Home Museum institution Seven of the weirdest museums you can visit in and around Glasgow

Seven of the weirdest museums you can visit in and around Glasgow


When it comes to museums, Glasgow’s – or the discerning tourist – are spoiled for choice.

Whether you love ancient Egypt or Charles Rennie Mackintosh, the Kelvingrove Art Gallery and Museum will meet all your cultural needs. If your interests are more local, try the People’s Palace for a citizen’s look at how Glasgow has changed over the centuries. And if it all sounds too much like school, Europe’s only football museum can be found here in Hampden Park.

But maybe you’ve exhausted all the usual options – or maybe you have some nice niche interests. Whether you’re looking for a quirky day out or a particularly memorable first date, why not take a look at some of the weirdest museums and collections in and around Glasgow?

1. The Hunterian Museum

Artificial hands made for Erskine Hospital 1918, Hunterian Museum, Glasgow (Credit: Wikimedia Commons)

You’ll need a strong stomach if the Hunterian is on your list, but it’s worth it. Named after the 18th century scientist who donated his personal collection of scientific instruments, anatomical models and insects to the University of Edinburgh, it has over the years become a world-class institution for the strange and the wonderful, including a zoological museum and an art gallery.

2. Glasgow Police Museum

a 1985 police car on display at the Glasgow Police Museum
Caught by the Down – a 1985 police car on display at the Glasgow Police Museum (Credit: Wikimedia Commons)

What is going on here then? It is fitting that the town which saw the first British police force patrolling its streets also has a museum dedicated to the fight against crime. This award-winning museum has everything from vintage police cars to stories about some of Glasgow’s worst criminals.

3. Grove of fossils

The fossil grove
It’s like Jurassic Park, but with trees instead of dinosaurs. (Credit: Wikimedia Common)

Listen, anyone can go to a forest – there are 307 in Scotland alone. But how often do you have the opportunity to walk through a forest where the trees are 330 million years old? Located in Victoria Park, you can explore eleven fossil tree stumps from the Carboniferous Period, discovered in 1857.

4. Museum of Religious Life and Art of Saint Mongoose

A stained glass window in St Mungo's
A stained glass window in Sainte Mongoose (Credit: Wikimedia Commons)

Named after Glasgow’s patron saint, it is built on the site of a medieval episcopal castle and “aims to promote understanding and respect between people of different faiths and those of none”.

5. The Burrell Collection

The Burrell Collection
Some of the friendly faces waiting to welcome you to the Burrell Collection. (Credit: Wikimedia Commons)

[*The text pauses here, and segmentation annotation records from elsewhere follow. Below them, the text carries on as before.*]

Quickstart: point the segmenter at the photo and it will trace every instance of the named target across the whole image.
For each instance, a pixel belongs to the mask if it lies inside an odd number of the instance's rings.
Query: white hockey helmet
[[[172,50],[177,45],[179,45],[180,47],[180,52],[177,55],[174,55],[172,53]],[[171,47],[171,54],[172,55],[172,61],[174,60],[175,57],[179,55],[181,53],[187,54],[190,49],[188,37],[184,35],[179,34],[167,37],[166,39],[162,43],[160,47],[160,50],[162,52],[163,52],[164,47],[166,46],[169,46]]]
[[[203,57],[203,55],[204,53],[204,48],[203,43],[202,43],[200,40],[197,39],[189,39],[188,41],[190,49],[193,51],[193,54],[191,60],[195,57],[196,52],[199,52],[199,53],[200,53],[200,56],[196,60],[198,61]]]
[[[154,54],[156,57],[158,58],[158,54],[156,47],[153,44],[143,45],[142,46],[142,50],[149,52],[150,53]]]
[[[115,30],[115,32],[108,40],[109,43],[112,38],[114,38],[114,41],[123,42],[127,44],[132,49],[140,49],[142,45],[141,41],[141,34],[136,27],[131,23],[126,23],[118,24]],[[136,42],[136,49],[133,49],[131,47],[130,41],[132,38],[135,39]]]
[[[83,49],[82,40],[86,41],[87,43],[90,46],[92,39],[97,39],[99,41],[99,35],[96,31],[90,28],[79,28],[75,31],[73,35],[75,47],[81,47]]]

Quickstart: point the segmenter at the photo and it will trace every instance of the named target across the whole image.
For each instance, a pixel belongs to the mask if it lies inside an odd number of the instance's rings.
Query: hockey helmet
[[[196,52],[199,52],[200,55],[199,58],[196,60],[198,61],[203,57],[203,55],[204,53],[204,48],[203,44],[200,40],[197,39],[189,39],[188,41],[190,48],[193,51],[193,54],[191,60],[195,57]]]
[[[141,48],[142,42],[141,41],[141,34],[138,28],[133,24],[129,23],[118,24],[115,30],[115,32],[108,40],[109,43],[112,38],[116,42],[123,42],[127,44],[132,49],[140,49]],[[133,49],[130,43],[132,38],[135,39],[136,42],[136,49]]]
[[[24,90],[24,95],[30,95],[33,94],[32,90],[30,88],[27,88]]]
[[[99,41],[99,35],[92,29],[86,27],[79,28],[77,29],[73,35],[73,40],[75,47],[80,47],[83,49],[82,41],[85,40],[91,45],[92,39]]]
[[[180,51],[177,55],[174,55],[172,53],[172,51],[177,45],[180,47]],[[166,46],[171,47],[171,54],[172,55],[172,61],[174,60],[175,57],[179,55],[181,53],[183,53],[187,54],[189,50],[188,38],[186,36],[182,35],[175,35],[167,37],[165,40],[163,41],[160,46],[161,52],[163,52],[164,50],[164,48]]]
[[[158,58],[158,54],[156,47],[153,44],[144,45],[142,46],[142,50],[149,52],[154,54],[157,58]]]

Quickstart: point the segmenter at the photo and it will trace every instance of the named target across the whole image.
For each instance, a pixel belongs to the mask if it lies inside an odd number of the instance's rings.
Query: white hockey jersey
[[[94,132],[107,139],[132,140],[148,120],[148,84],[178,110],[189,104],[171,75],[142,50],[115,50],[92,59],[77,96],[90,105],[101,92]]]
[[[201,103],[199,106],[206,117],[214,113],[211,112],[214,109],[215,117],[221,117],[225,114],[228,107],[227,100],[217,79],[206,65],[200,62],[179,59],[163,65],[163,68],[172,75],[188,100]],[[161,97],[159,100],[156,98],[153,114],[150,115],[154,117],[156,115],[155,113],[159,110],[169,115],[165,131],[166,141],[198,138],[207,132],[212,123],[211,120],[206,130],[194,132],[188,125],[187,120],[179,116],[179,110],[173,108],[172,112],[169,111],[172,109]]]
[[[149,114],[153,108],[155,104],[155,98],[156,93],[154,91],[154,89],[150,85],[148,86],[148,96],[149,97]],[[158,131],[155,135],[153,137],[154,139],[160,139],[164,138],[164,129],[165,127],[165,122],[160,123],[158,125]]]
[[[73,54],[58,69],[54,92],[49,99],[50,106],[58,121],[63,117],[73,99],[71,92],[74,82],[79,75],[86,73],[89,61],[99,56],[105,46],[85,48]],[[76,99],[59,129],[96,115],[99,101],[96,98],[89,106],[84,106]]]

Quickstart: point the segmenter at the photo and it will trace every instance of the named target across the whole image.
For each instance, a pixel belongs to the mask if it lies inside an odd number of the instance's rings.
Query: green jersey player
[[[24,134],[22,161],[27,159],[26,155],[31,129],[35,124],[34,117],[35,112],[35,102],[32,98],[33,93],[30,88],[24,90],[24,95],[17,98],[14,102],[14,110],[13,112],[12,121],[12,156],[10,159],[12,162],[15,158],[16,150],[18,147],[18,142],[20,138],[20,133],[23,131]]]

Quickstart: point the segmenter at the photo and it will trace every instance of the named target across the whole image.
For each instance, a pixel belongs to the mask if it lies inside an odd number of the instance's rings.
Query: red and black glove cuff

An eclectic and breathtaking art collection, it includes the UK’s most important collections of Chinese art, medieval treasures including stained glass, weapons and armor, and over 200 tapestries. But you’ll have to wait until 2022 to visit it – it’s undergoing a massive £ 68million redevelopment.

6. Scottish Mask and Puppet Center

the Scottish center of masks and puppets
This is the way to do it at the Scottish Mask and Puppet Center (Credit: Daily Record)

You might want to avoid this one if you suffer from automatonophobia – the fear of human-shaped figurines. It has an impressive array of masks and puppets from different cultures around the world that shed light on a fascinating, albeit overlooked, aspect of Scottish theater.

7. The secret collection

the Secret Museum at Paisley
It’s a mystery – Paisley’s Secret Museum (Credit: Wikimedia Commons)

Renfrewshire Museums have an impressive collection of artifacts – so impressive, in fact, that they had to create a whole new section to house them. And what could be better than on Paisley High Street? These are the first publicly accessible museum archives on a main street in the UK, but they like to keep a certain mystique about them. The collection includes some of Paisley’s world-famous textiles, as well as a mix of ceramics, world cultures, social history, art and sculpture, natural history and local archives – many of which are n have not been seen by the public for decades. Tours are free, but due to the secure nature of the collection, you will not be able to view it without a guide.